Even after the deal, the company struggled with high programming costs and slowing subscriber growth. Malone, Liberty’s chairman, saved Sirius from bankruptcy in 2009 with a $530 million loan. Liberty boosted its stake in Sirius to 46.2 percent from 40 percent last month.
Liberty’s interest in a Reverse Morris Trust is to save on capital gains taxes, Harriss said. Distributing Sirius shares to Liberty stockholders through a spinoff instead of selling them on the open market lets the company avoid paying taxes on the sale, he said.
The FCC said on May 4 that Liberty’s application was defective because the company couldn’t get passwords and signatures from Sirius. Liberty’s application didn’t show it intends to take control, the FCC said.

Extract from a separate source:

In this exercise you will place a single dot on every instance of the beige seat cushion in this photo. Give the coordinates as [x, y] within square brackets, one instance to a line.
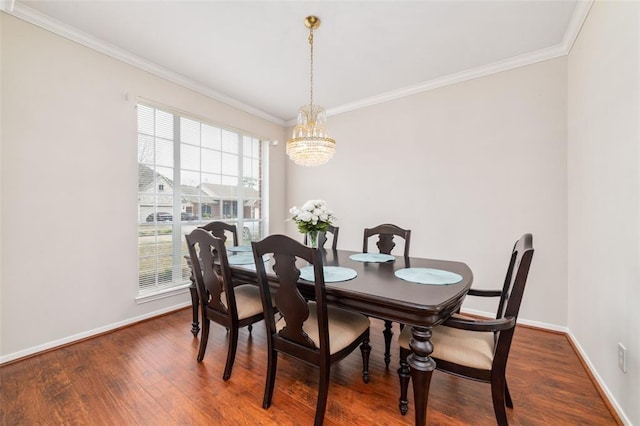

“The FCC’s recent rejection of the application was procedural, and I doubt it reflects anything about the substance of Liberty’s argument,” Paul Gallant, a Washington-based analyst with Guggenheim Partners, said in an interview.
Liberty responded to the agency’s arguments in a recent filing. The company “has determined that it should assert control of Sirius and will take action to do so,” Liberty said.
It said the FCC’s May 4 decision improperly delegates to Sirius the authority to determine whether Liberty gains control.
The company needs FCC approval to complete a takeover because Sirius holds airwave licenses issued by the agency, Liberty said.